The musical mystery “Searching for Sugar Man” won the Oscar for documentary on Sunday night. Directed by Malik Bendjelloul, the film about an obscure Detroit singer made a remarkable near-sweep of eligible awards since its premiere at the 2012 Sundance Film Festival.
The film details how for years it was thought that the 1970s singer-songwriter known as Rodriguez had faded into obscurity or died. But through the passionate sleuthing of dedicated fans in South Africa, where he unexpectedly achieved a startling level of fame, he was discovered to be very much alive, living and working in Michigan. Producer Simon Chinn previously won the Oscar for his work on “Man on Wire.”
Rodriguez himself was not at the Oscars; Bendjelloul said he was on tour in South Africa.
This year’s feature documentary nominees were a mix of the personal and political, emotions and activism from around the world.
Also competing in the category were:
With “The Gatekeepers,” director Dror Moreh and producers Philippa Kowarsky and Estelle Fialon pulled off the astonishing feat of getting six former heads of Israel’s counterterrorism agency to speak on-camera about the moral complexities of their work with a mixture of insight and even regret. The film is a powerful examination of the long, violent history between Palestine and Israel.

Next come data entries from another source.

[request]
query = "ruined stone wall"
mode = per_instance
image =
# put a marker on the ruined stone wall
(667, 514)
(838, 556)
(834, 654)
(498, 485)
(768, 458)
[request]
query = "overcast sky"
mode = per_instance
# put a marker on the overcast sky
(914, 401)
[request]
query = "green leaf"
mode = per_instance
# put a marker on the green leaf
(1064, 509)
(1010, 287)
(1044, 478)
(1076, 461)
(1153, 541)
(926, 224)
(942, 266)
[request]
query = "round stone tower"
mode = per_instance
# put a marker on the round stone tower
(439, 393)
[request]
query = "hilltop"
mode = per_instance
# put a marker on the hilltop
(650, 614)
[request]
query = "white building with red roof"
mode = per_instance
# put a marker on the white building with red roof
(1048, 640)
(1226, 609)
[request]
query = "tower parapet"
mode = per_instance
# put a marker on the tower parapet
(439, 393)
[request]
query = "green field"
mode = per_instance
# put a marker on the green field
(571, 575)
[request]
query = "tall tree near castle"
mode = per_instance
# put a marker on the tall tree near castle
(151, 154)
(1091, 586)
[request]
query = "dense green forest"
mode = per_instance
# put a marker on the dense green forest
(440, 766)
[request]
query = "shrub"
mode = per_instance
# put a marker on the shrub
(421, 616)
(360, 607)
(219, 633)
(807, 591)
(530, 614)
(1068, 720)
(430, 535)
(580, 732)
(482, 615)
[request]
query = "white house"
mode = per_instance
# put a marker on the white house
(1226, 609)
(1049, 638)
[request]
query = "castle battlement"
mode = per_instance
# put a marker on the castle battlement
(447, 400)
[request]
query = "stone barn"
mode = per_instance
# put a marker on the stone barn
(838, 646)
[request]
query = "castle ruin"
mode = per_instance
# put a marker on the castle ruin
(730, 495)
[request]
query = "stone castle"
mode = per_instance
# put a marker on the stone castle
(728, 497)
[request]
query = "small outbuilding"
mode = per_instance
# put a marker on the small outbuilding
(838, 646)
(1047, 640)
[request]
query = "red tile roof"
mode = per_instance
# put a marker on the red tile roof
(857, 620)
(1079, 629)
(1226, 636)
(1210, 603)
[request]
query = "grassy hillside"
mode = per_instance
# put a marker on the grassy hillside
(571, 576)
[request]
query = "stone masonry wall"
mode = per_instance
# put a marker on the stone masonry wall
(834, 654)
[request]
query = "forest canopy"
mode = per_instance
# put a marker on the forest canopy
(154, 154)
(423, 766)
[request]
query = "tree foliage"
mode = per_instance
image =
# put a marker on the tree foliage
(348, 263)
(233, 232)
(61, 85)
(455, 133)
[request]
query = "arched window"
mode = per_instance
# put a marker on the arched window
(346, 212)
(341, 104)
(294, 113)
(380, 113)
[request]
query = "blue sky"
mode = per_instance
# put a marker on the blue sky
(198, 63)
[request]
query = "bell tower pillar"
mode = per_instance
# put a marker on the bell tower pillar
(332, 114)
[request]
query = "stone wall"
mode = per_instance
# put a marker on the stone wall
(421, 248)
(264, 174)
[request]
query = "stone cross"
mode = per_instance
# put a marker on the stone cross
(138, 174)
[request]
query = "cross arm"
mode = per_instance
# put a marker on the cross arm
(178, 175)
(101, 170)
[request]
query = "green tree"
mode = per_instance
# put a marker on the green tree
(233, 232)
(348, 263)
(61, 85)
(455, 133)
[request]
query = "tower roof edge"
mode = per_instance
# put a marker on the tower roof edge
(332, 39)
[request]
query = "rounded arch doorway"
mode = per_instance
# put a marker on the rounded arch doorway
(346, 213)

The first Palestinian film to ever be nominated for documentary feature, the Israeli-Palestinian-French co-production “5 Broken Cameras” takes a different, on-the-ground angle toward the ongoing conflict on the West Bank. Palestinian farmer Emad Burnat began documenting his life on home video, with that footage eventually shaped by his co-director Guy Davidi. The title is from the film itself, as Burnat went through five cameras in capturing the nonviolent resistance of everyday life amid bulldozers, protests and constant military presence.